Introduction: Full Function Portable Workbench W/Plans
Hey Guys, these are the plans to my portable woodworking workbench that fits on a Ridgid wheeled toolbox. Checkout the videos to see how I built my mobile workbench.
The plans/measured drawing for this workbench are included in this Instructable along with some details/tips that I think a important. If you have additional question please let me know. If you ask on the video link's comment section, then you'd get a timely response. I'll try to check the comment section on Instructables to try and answer any questions as well.
I wanted to build a small bench that can be transported to any room of the house. It had to be tall enough for me to work standing up. The bench needed to have a regular vise and some storage space. It also needs to be big enough to make projects up to 3'x2'; the 3'x2' size is big enough to cover over 80% of the projects that I've done in the past 3 years.
This bench is designed with woodworking in mind, but it can be used for many other purposes. I hope you use the plans and videos as a starting point in building your own small full function workbench.
Step 1: Cherry Top and the Outer Frame
The top is 8/4 cherry. The actual thickness of the bench top is just under 2". Other woods such as white oak, mahogany, or beech are great substitutes. Pine would work as well. But if you are going to make a nice mobile bench I'd suggest spending a little more on nicer woods. It's ok to treat yourself occasionally.
The outer frame of the workbench is made from walnut. Oak should be a fair substitute. I started with rough lumber, but I think 3/4 oak or pine would make the dimensioning the lumber easier.
The front face of the bench has a drawer in it. And I had to add a bar under the frame because the drawer opening was flexing with moderate pressure. You can start with a wider board and avoid the need to add this strip.
The vise is not visible because everyone will have a different vise budget and functional need for this workbench so I left that out in the measured drawing.
Step 2: Leg and Footing
The bench legs are made from pine to save some weight. This pine is construction lumber that I had purchased from my local big box store. Pine is more then strong enough for a bench of this size, keep in mind that if pressure is apply to pine parallel to the grain then it is super strong; almost as strong as oak.

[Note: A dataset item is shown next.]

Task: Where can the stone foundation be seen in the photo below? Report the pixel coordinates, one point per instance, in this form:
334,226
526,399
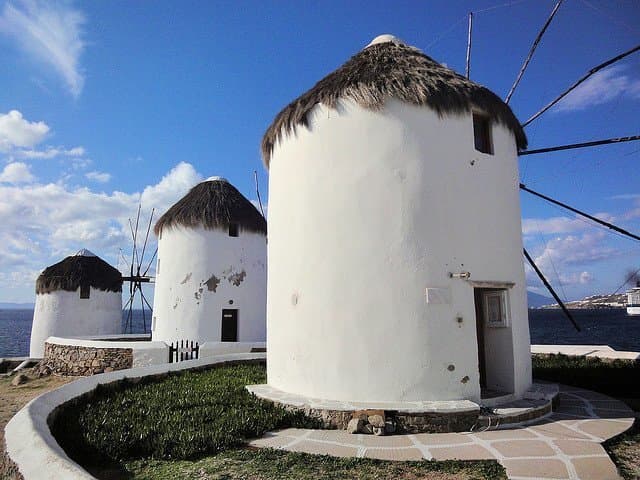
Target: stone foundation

The footing is made from more wear resistant oak because I need to put my foot on the footing and use my body weight in some techniques to steady the bench.
Step 3: Middle Divider, Shelves, and Drawer
The cherry top is frame but there is also a middle divider. The middle divider strengths the top but also creates a small for a tool well. The workbench does not need a tool well, but a tool well is super useful. The size of the tool well was selected to hold chisels but is deep enough that the chisel does not protrude above the bench top.
The shelves are made from oak. A wear resistant wood should be used. Pine would work but be comfortable with lots of scratches. The backing are also made from oak, just tall though to keep stuff from rolling off the back.
The bench drawer front is made continuous with the vise face. This adds aesthetics but certainly can be done easier use other methods. The drawer pull is located under the drawer, see video for details.
Step 4: Putting It All Together
These diagrams shows you how the workbench is put together. The parts are glued together. See part 3 of the how to video to see how I glued the bench together. There are so many parts I broke it down into sections.